Alpine teachers worked until mid-November without a contract. Most feel the long contract dispute caused a lot of divisiveness among teachers, students and district officials. The dispute at times became personal and involved a lot of name calling."Negotiations like we went through last year will destroy this district," board member Richard Gappmayer said.

Gappmayer said the bad feelings of last year's negotiations were caused by misinformation given to teachers and the public. To prevent that from happening again, he said the public needs to be informed on what is taking place in negotiations and the process needs to end sooner.

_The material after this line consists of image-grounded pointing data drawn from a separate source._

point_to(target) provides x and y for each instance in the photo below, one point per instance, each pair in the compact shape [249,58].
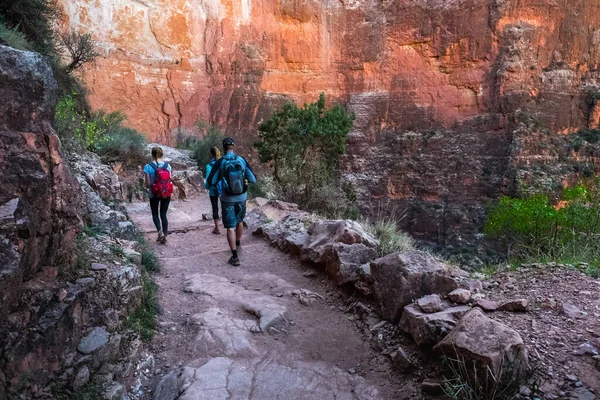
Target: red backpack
[162,186]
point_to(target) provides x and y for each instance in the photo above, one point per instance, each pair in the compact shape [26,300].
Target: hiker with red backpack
[157,177]
[233,173]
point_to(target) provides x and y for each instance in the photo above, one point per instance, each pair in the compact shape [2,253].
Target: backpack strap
[216,167]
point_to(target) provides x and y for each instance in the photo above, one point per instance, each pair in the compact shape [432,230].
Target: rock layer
[437,86]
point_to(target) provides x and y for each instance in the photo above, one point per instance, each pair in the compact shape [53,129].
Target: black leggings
[164,206]
[214,201]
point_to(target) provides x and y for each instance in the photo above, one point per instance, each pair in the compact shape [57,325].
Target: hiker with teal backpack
[234,174]
[214,191]
[157,177]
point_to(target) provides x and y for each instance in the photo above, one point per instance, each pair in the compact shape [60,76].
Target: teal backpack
[234,176]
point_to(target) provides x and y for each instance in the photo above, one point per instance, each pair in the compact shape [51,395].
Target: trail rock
[486,305]
[582,394]
[114,391]
[431,303]
[326,233]
[401,277]
[254,220]
[101,178]
[428,329]
[224,378]
[401,360]
[295,242]
[94,340]
[221,334]
[187,183]
[99,267]
[460,296]
[169,387]
[343,261]
[571,310]
[269,310]
[514,305]
[489,343]
[82,377]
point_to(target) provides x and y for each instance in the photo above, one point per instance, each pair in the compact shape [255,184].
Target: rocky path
[269,329]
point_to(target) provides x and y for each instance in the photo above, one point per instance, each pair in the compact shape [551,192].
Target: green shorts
[233,213]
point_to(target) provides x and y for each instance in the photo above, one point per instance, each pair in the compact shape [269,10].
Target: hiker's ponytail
[215,152]
[157,153]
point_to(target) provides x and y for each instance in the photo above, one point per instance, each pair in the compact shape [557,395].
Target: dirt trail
[209,320]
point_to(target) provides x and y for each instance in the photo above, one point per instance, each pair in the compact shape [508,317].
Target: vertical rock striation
[438,86]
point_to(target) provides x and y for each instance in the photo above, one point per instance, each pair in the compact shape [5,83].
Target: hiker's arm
[250,177]
[207,174]
[214,176]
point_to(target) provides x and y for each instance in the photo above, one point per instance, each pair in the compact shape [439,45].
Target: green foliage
[13,37]
[34,20]
[100,132]
[303,145]
[92,391]
[466,380]
[535,230]
[200,146]
[391,239]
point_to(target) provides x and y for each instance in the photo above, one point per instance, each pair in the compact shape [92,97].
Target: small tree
[303,146]
[79,48]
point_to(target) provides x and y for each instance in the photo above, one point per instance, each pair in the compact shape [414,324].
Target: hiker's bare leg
[239,231]
[231,233]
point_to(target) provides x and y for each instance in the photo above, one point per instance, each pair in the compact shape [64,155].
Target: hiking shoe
[235,261]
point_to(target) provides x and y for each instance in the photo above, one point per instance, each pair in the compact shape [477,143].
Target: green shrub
[13,37]
[101,133]
[34,19]
[466,380]
[534,230]
[302,146]
[391,239]
[201,145]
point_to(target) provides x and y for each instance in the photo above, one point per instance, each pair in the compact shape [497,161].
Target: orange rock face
[464,69]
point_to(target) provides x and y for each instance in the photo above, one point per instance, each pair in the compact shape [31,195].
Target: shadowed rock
[428,329]
[402,277]
[488,343]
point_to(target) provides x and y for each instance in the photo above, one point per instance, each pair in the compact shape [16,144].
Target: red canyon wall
[437,85]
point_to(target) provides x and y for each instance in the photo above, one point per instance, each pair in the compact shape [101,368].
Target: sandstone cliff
[458,73]
[55,308]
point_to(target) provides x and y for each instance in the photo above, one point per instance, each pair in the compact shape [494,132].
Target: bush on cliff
[13,37]
[200,145]
[34,20]
[100,132]
[302,146]
[535,230]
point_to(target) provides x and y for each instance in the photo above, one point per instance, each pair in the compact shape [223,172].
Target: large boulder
[41,202]
[327,233]
[100,177]
[344,262]
[487,343]
[400,278]
[429,328]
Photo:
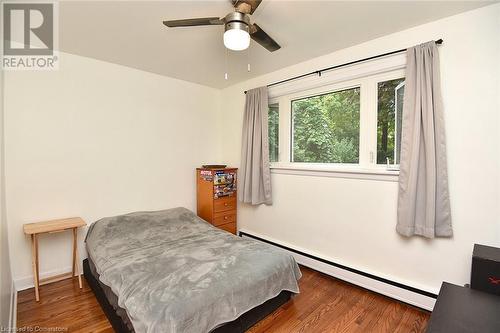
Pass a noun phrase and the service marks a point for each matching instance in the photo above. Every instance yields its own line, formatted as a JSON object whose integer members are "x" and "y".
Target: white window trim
{"x": 366, "y": 76}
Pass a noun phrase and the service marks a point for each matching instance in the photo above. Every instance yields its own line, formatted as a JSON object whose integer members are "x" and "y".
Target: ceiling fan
{"x": 237, "y": 27}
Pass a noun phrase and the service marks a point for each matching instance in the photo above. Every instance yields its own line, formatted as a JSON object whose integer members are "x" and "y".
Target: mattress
{"x": 170, "y": 271}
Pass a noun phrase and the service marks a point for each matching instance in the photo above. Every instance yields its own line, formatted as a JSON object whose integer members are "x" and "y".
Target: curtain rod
{"x": 318, "y": 72}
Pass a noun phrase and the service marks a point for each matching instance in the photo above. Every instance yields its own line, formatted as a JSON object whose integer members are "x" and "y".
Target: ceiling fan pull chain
{"x": 248, "y": 57}
{"x": 226, "y": 76}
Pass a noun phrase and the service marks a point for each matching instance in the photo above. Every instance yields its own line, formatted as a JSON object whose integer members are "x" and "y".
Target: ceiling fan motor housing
{"x": 236, "y": 20}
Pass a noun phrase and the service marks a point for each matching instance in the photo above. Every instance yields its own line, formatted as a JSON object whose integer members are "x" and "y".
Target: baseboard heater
{"x": 404, "y": 293}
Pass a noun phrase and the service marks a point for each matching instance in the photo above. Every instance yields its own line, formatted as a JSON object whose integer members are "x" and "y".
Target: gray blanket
{"x": 174, "y": 272}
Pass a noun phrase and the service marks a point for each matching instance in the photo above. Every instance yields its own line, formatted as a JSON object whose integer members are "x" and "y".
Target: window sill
{"x": 335, "y": 171}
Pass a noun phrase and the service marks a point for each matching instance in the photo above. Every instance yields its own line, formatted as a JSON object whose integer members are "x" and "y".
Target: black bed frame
{"x": 239, "y": 325}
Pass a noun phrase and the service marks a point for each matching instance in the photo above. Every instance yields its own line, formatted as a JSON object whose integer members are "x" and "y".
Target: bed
{"x": 170, "y": 271}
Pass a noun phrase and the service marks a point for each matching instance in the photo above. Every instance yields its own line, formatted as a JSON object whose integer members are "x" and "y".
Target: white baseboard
{"x": 27, "y": 281}
{"x": 401, "y": 294}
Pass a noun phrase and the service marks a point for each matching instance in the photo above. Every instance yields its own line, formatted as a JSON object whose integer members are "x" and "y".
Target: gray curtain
{"x": 423, "y": 200}
{"x": 254, "y": 184}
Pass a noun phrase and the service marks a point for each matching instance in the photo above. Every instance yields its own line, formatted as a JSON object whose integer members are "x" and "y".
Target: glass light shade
{"x": 236, "y": 39}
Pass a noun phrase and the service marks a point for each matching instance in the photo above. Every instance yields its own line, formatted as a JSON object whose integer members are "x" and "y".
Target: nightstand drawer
{"x": 224, "y": 204}
{"x": 230, "y": 227}
{"x": 224, "y": 217}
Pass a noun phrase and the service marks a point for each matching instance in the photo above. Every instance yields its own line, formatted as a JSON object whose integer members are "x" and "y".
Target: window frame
{"x": 367, "y": 165}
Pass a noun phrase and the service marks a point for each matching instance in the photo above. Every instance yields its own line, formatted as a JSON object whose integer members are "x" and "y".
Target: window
{"x": 389, "y": 120}
{"x": 326, "y": 127}
{"x": 273, "y": 130}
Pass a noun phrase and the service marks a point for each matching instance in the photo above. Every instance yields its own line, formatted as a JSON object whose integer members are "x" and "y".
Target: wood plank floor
{"x": 325, "y": 304}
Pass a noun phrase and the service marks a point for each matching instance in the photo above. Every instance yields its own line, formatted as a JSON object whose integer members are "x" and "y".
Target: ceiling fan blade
{"x": 193, "y": 22}
{"x": 263, "y": 39}
{"x": 252, "y": 3}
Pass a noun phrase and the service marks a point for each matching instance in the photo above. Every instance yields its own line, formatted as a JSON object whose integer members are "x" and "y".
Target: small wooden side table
{"x": 54, "y": 226}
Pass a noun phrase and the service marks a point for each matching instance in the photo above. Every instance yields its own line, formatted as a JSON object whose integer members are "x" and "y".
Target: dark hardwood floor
{"x": 325, "y": 304}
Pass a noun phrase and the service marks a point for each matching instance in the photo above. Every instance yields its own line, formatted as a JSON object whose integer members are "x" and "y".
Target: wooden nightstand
{"x": 216, "y": 197}
{"x": 54, "y": 226}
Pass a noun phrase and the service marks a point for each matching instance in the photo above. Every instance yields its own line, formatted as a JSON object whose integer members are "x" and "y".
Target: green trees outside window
{"x": 389, "y": 119}
{"x": 326, "y": 127}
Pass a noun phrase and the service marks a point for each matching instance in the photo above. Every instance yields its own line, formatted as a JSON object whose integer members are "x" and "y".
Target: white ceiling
{"x": 131, "y": 33}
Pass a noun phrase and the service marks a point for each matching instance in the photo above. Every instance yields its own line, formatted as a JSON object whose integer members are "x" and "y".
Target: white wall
{"x": 5, "y": 271}
{"x": 352, "y": 221}
{"x": 96, "y": 139}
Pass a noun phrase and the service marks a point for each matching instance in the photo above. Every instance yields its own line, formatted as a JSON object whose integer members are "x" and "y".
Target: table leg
{"x": 34, "y": 255}
{"x": 74, "y": 253}
{"x": 76, "y": 260}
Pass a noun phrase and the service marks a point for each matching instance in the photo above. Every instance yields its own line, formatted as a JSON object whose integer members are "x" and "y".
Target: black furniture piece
{"x": 460, "y": 310}
{"x": 485, "y": 273}
{"x": 239, "y": 325}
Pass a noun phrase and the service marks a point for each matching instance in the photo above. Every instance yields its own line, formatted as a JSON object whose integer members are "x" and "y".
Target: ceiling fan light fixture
{"x": 236, "y": 36}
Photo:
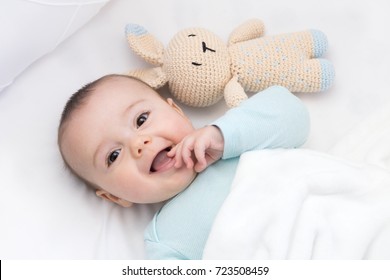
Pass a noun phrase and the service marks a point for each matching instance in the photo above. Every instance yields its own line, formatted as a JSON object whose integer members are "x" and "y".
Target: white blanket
{"x": 299, "y": 204}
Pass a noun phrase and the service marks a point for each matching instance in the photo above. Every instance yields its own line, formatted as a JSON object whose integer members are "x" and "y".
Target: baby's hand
{"x": 205, "y": 143}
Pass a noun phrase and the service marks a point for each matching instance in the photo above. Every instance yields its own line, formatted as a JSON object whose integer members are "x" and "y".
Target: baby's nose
{"x": 139, "y": 144}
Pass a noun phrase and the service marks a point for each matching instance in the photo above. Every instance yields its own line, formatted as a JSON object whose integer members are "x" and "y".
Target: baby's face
{"x": 118, "y": 140}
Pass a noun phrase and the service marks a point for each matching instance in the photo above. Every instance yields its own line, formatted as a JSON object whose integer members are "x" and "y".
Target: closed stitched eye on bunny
{"x": 248, "y": 62}
{"x": 204, "y": 49}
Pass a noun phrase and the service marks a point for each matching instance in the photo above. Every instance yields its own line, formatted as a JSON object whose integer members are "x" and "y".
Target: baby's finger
{"x": 187, "y": 154}
{"x": 201, "y": 163}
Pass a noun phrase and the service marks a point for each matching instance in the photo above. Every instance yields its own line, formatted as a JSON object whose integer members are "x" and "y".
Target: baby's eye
{"x": 142, "y": 119}
{"x": 113, "y": 156}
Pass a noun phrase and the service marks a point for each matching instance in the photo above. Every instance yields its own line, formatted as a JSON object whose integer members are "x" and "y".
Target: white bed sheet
{"x": 47, "y": 214}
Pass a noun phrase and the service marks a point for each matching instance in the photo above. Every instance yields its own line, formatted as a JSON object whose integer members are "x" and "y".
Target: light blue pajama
{"x": 273, "y": 118}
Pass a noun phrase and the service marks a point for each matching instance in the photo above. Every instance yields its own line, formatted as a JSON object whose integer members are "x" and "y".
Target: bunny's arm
{"x": 249, "y": 30}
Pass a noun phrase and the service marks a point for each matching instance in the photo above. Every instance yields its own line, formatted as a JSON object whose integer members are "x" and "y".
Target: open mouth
{"x": 161, "y": 161}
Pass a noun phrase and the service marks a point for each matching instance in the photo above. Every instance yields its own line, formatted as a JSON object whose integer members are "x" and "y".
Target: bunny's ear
{"x": 144, "y": 44}
{"x": 249, "y": 30}
{"x": 154, "y": 77}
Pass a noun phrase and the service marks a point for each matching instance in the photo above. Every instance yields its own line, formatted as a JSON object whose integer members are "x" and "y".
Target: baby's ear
{"x": 112, "y": 198}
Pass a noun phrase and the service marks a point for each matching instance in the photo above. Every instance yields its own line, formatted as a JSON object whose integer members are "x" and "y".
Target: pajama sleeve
{"x": 273, "y": 118}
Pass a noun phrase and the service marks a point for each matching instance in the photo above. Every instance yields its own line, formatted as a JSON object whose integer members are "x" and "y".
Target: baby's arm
{"x": 273, "y": 118}
{"x": 205, "y": 144}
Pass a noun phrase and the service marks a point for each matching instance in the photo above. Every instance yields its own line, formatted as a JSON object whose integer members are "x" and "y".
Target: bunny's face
{"x": 197, "y": 66}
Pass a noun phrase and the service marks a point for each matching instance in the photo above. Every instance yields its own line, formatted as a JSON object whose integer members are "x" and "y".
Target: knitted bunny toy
{"x": 200, "y": 68}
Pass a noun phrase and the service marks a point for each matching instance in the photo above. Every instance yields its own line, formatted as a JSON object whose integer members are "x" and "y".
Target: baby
{"x": 120, "y": 137}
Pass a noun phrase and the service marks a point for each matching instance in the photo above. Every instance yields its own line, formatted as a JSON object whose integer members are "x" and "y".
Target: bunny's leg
{"x": 320, "y": 43}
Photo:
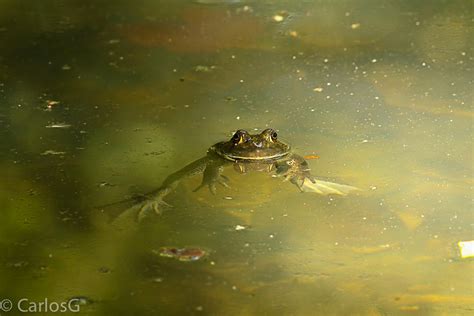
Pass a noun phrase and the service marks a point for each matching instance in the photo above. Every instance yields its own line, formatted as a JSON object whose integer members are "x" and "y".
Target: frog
{"x": 246, "y": 152}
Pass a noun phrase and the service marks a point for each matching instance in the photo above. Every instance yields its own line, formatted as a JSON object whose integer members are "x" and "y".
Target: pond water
{"x": 101, "y": 101}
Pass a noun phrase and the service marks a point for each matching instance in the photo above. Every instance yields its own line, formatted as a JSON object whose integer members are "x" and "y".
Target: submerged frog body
{"x": 246, "y": 152}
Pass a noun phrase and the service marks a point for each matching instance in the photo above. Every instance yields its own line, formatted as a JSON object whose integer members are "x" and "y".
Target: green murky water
{"x": 99, "y": 101}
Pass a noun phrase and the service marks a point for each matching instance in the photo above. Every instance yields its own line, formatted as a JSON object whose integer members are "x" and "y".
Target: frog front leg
{"x": 295, "y": 169}
{"x": 213, "y": 175}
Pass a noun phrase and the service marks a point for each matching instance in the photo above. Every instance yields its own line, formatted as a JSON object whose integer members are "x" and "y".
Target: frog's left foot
{"x": 151, "y": 206}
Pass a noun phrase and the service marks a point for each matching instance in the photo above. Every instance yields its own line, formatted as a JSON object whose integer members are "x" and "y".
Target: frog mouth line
{"x": 236, "y": 157}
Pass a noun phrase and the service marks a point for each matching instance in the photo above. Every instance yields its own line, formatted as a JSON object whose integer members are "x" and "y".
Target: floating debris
{"x": 241, "y": 227}
{"x": 466, "y": 248}
{"x": 52, "y": 152}
{"x": 278, "y": 18}
{"x": 58, "y": 125}
{"x": 368, "y": 250}
{"x": 182, "y": 254}
{"x": 50, "y": 104}
{"x": 326, "y": 188}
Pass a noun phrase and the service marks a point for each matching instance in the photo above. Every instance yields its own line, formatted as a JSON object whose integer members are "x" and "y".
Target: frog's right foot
{"x": 151, "y": 206}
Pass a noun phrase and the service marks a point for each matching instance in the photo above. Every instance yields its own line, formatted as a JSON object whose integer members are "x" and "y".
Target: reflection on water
{"x": 100, "y": 102}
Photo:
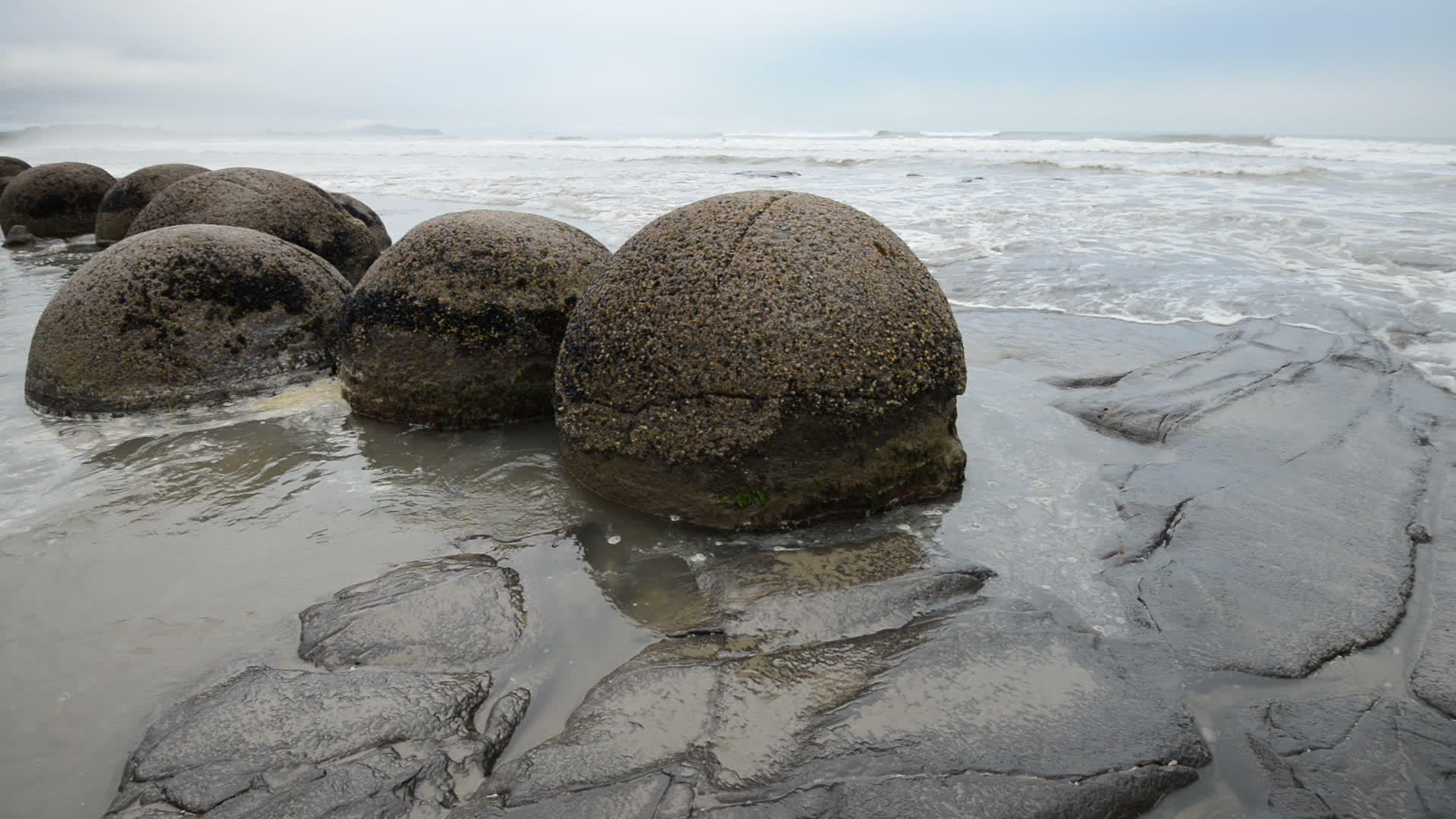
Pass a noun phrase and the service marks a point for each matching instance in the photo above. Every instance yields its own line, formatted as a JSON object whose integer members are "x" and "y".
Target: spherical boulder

At last week's board meeting the school board approved several motions intended to do just that. By a 4-1 vote, the board agreed to release to employees a written summary of action taken by the Legislature regarding educational funding. Also, at timely intervals, the board will provide employees with a written summary of negotiations.

Also, the board approved a motion to declare an impasse on May 31 if no agreement is reached by that date. The process would then move to a mediator and then a fact finder, with June 30 being the deadline for an agreement.

Superintendent Steven Baugh and board member Blake Evans said setting deadlines and releasing negotiation information will tie the hands of the negotiating teams. Some of the information discussed in negotiations is best kept confidential, they said. That's why state law allows negotiations to take place behind closed doors. Also, some of the new procedures go against guidelines established by past contracts.

Jack McKelvy, district business administrator, agreed with Baugh and Evans. For negotiations to be productive, he said negotiators must have the attitude of doing what is best for both sides. That attitude was not present during last year's negotiations, he said.

"I think this is going to be a lose-lose situation," McKelvy said.

Negotiators from both sides are scheduled to meet in two weeks to discuss negotiation procedures, and Evans said it was improper to change any procedures prior to that meeting.